Randomized Power Transmission with Optimized Level Selection Probabilities in Uncoordinated Uplink NOMA
Noura Sellami, Mohamed Siala
TL;DR
The paper tackles uncoordinated uplink NOMA by optimizing the probabilities of selecting predetermined power levels to minimize the average BLEP $\overline{P}_E$. It derives a quadratic programming formulation when the BS detector handles at most two colliding packets ($K\le 1$) and extends to an iterative approach for larger collisions ($K\ge 2$), all applicable to any multiuser detection algorithm. The approach leverages a Poisson activity model and truncated BLEP $\overline{P}_{E_T}$ to compute the objective, with explicit case-study and simulations showing substantial BLEP gains over a uniform power-level distribution, especially for larger $Q$ and higher $\gamma_Q$. The results demonstrate practical benefits for uncoordinated uplink NOMA and provide a flexible framework compatible with various detectors and power-level sets.
Abstract
We consider uncoordinated random uplink non-orthogonal multiple access (NOMA) systems using a set of predetermined power levels.

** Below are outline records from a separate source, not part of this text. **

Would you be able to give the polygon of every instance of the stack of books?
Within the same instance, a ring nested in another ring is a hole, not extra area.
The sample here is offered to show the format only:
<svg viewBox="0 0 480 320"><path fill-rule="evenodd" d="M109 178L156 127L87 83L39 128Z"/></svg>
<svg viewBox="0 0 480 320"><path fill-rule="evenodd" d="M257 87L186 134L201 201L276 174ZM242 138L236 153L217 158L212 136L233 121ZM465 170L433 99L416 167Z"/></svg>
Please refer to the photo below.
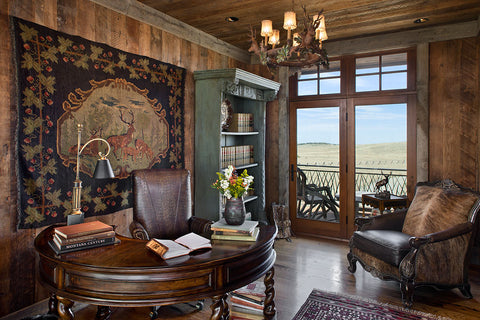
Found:
<svg viewBox="0 0 480 320"><path fill-rule="evenodd" d="M113 227L101 221L91 221L56 227L50 247L56 254L91 249L118 243Z"/></svg>
<svg viewBox="0 0 480 320"><path fill-rule="evenodd" d="M222 147L221 150L221 166L222 168L228 165L241 166L254 162L253 146L228 146Z"/></svg>
<svg viewBox="0 0 480 320"><path fill-rule="evenodd" d="M230 132L252 132L253 114L252 113L234 113L232 123L228 127Z"/></svg>
<svg viewBox="0 0 480 320"><path fill-rule="evenodd" d="M263 318L265 285L261 280L230 293L231 320L260 320Z"/></svg>
<svg viewBox="0 0 480 320"><path fill-rule="evenodd" d="M212 224L211 229L214 240L256 241L259 233L258 221L252 220L245 220L243 224L234 226L221 219Z"/></svg>

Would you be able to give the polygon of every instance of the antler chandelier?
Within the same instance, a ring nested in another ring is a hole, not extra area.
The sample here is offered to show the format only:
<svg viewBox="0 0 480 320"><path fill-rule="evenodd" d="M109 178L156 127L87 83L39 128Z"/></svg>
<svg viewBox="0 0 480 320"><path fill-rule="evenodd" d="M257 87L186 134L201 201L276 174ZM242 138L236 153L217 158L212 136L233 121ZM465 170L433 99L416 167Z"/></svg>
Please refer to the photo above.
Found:
<svg viewBox="0 0 480 320"><path fill-rule="evenodd" d="M292 10L284 14L283 28L287 30L287 41L280 46L280 31L272 28L271 20L262 21L261 36L264 41L257 43L255 31L250 26L251 46L249 52L255 53L263 65L268 67L288 66L294 68L303 68L313 65L323 65L328 68L328 56L322 42L328 39L325 27L325 17L323 9L310 18L305 6L302 6L304 12L304 28L300 33L294 33L292 30L297 28L296 14Z"/></svg>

We propose to optimize the probabilities of selection of power levels in order to minimize performance metrics as block error probability (BLEP) or bit error probability (BEP). When the multiuser detection algorithm at the BS treats at most two colliding users' packets, our optimization problem is a quadratic programming problem. For more colliding users' packets, we solve the problem iteratively. Our solution is original because it applies to any multiuser detection algorithm and any set of power levels.